After unsuccessfully trying with a tiny screwdriver to insert one of two minute screws into a pair of glasses to re-connect a loose “ear”, I decided to ask Trevor Davids, our friendly watchmaker at Meadowridge, for help.
His assistant Malcolm Demorney was holding the fort and when he went to fetch his magnifying glass, I popped into the supermarket.
On returning I found Malcolm was waving to me from outside the premises of the ophthalmologist across the square. Surrounded by glass cases of perfect glasses we waited while a smiling young woman put mine together again, unlike Humpty Dumpty. Neither of my screws fitted and she used one of the shop’s own, yet she refused any payment either for her skill or her material.
No place to sit
for walkers
I encountered a group of four walkers in the Tokai Cycle Path looking for a spot where they could stop for tea after hoofing from Peddlars and Co (previously Peddlars on the Bend).
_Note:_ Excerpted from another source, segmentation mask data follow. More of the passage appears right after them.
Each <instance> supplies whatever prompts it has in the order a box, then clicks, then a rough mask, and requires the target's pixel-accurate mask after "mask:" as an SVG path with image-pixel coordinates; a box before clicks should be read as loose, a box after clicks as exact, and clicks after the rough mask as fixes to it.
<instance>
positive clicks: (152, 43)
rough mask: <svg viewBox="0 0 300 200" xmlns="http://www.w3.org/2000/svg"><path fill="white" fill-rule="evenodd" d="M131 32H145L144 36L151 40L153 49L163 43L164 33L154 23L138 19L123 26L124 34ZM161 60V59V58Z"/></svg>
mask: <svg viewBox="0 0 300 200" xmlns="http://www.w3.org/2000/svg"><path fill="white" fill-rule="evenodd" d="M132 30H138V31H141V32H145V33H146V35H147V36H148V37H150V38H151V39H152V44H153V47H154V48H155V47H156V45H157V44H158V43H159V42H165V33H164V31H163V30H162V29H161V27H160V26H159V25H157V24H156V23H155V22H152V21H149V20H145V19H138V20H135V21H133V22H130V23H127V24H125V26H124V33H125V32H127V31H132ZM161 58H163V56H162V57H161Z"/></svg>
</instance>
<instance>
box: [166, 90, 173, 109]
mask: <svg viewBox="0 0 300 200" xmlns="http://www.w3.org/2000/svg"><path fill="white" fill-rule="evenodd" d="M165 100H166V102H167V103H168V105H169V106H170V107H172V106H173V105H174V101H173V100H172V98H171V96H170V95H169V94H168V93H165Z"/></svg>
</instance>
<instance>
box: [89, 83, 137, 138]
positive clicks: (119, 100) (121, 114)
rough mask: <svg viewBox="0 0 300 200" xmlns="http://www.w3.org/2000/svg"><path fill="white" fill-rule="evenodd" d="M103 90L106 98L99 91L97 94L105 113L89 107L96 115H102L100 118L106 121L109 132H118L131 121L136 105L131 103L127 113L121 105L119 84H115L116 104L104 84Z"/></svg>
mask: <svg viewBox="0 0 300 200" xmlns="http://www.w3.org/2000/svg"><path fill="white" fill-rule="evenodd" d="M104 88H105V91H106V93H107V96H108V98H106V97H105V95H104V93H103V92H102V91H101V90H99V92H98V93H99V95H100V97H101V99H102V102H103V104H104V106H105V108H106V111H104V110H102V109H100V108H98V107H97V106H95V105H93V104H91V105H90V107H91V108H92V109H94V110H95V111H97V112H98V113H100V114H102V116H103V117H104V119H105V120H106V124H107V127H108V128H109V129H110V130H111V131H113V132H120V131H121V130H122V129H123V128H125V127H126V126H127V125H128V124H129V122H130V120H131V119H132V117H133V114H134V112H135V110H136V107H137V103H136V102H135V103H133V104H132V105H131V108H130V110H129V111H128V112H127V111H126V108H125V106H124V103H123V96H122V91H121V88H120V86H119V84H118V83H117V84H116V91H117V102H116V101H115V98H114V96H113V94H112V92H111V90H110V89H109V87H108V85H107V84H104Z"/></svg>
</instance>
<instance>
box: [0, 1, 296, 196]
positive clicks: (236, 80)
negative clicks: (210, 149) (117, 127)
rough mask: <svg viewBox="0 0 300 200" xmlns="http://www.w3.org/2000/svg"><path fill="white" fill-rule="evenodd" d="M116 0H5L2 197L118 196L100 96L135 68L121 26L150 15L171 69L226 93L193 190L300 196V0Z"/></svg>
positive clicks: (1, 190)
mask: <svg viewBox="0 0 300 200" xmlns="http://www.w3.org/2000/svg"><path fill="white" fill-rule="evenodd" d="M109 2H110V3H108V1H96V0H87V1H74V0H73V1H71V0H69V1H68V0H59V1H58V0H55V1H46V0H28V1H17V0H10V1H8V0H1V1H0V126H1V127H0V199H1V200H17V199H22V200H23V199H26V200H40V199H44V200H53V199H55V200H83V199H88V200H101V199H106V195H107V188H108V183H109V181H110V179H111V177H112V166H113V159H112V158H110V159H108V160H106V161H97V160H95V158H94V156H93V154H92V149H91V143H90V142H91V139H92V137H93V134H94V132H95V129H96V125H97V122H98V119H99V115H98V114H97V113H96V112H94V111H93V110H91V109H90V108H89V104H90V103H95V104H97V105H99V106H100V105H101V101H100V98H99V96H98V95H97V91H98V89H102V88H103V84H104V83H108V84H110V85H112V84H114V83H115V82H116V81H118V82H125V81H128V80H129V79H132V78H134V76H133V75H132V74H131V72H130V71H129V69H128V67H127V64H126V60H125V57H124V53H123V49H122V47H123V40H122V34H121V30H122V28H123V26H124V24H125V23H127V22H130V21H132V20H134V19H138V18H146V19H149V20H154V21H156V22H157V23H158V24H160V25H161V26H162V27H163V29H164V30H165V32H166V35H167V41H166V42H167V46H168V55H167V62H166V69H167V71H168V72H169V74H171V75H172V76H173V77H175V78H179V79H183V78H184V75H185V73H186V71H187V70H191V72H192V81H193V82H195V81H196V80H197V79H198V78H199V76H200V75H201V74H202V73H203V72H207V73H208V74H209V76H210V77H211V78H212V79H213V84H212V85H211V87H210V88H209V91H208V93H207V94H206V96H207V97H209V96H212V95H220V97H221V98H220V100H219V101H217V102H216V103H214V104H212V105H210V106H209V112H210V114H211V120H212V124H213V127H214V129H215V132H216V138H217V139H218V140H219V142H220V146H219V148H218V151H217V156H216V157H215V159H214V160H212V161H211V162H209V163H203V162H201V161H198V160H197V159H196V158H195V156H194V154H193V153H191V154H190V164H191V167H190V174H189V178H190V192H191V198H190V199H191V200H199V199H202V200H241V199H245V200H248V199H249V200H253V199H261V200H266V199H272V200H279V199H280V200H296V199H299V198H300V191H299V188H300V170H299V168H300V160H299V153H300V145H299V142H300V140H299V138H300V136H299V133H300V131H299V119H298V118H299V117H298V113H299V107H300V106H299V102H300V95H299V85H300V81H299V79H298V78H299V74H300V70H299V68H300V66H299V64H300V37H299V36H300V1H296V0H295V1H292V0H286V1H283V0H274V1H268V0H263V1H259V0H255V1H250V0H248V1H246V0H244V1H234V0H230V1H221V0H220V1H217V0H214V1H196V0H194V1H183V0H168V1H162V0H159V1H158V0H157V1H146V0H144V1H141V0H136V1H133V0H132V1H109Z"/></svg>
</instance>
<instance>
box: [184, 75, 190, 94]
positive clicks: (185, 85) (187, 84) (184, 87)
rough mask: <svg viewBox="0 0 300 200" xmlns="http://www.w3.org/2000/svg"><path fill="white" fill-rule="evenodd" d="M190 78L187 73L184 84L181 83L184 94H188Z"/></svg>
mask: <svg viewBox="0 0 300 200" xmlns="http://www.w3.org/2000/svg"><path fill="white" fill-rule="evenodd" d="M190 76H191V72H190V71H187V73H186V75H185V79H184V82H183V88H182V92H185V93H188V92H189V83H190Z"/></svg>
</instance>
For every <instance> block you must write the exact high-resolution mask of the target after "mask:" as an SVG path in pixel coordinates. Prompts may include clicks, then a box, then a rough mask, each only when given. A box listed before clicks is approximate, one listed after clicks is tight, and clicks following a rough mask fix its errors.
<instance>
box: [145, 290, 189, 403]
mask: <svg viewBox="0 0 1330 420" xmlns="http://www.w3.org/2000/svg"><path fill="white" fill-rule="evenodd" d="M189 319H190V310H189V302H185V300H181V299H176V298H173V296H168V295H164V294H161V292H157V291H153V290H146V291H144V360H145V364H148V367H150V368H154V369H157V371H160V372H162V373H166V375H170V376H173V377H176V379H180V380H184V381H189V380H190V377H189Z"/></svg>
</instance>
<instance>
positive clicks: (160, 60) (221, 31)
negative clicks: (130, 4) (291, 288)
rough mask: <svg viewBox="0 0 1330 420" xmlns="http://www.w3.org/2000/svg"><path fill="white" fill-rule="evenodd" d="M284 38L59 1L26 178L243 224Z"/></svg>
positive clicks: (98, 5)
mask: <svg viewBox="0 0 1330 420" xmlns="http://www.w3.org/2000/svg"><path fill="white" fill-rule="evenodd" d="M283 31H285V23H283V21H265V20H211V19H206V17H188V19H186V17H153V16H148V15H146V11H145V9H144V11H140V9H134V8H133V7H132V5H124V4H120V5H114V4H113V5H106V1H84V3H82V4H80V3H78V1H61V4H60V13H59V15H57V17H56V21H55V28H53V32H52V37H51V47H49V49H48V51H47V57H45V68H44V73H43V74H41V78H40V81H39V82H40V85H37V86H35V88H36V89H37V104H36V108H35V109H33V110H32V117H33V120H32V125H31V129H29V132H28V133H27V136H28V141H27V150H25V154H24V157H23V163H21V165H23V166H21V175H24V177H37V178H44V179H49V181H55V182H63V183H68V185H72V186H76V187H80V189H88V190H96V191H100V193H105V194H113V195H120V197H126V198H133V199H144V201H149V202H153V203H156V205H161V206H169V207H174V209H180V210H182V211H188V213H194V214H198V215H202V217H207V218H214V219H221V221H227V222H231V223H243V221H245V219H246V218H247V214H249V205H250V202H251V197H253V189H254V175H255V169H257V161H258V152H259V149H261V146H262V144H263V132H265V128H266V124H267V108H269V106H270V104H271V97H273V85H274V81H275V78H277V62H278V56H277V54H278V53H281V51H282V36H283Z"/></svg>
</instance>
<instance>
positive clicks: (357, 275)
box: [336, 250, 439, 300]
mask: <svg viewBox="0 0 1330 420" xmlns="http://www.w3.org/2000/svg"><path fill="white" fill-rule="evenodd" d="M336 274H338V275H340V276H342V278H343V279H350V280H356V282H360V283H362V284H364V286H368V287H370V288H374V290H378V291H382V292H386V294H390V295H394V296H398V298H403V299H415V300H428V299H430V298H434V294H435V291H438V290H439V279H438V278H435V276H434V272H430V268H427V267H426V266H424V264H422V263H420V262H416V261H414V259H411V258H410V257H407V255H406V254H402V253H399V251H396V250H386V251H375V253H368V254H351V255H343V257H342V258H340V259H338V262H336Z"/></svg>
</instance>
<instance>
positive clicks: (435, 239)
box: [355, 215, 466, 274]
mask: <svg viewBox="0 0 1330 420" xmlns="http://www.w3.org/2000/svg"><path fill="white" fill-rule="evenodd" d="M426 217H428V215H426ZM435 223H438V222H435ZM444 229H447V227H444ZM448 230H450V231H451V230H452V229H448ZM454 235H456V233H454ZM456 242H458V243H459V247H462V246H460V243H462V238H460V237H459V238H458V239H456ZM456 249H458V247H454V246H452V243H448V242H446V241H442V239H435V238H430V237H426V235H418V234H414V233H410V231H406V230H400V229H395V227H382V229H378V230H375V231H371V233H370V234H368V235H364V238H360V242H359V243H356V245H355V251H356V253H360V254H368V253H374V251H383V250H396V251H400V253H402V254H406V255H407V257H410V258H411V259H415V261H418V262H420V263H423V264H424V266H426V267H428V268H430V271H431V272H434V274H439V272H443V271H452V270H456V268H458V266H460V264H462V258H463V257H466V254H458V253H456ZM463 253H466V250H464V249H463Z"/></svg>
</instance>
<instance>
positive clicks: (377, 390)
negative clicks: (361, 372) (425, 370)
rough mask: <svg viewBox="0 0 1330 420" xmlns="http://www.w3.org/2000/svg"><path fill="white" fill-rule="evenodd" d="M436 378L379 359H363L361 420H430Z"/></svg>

Alas the cement table and curved bench at the Lismore Road end of the Cycle Path is no longer there, either it has been stolen or removed by whoever put it there.
Half an hour later I encountered the same four walking back to Pedlars. They hadn’t found a suitable spot and with the grass wet from the good rains had resorted to drinking their tea on bollards. Flat ones.
Recently a large dying pine at the start of the Cycle Path was cut down. Had that stump been left it would have made a handy table. As several other big pines in Tokai are, for safety reasons being felled, perhaps some thought could be given to leaving the occasional stump if they are in an open spac-es where they could serve as tables.
Don’t text and spin
I had an amusing response from a reader who is also amazed at the rudeness and obsession of smartphone operators texting incessantly in public places.
She was at the gym where a woman near her texted (tweeted?) non-stop for about 30 minutes in the middle of the most vigorous and noisy spinning class.
“I finally snapped, got off my bike, took the woman’s phone and put it on the floor at the front of the studio. You can imagine the reaction and the comments from her. It didn’t stop her, though, and after retrieving her phone she carried on where she had left off, no doubt tweeting to all and sundry about “the crazy old biddy who snatched my phone. It did make me feel better, though.”
She’d have felt even better had she seen “God of Carnage” at the Masque Theatre last week. One of the characters got so irritated with her husband’s incessant business conversations, that she grabbed his phone and threw it into the bowl of tulips.
Dirt cleared
It must be a huge relief for the Tokai librarians to arrive at work and not find the grounds littered with junk. Whoever was continuing to dump boxes and boxes of empties long after the paper and glass igloos were removed, has finally stopped.
I’d love to know whether the culprits were caught by patrollers of the Tokai Neighbourhood Crime Watch on their nightly rounds. Hope so….
Building the new
“The secret of change is to focus all of your energy, not on fighting the old, but on building the new,” wrote Socrates, centuries before the “Leave” campaign.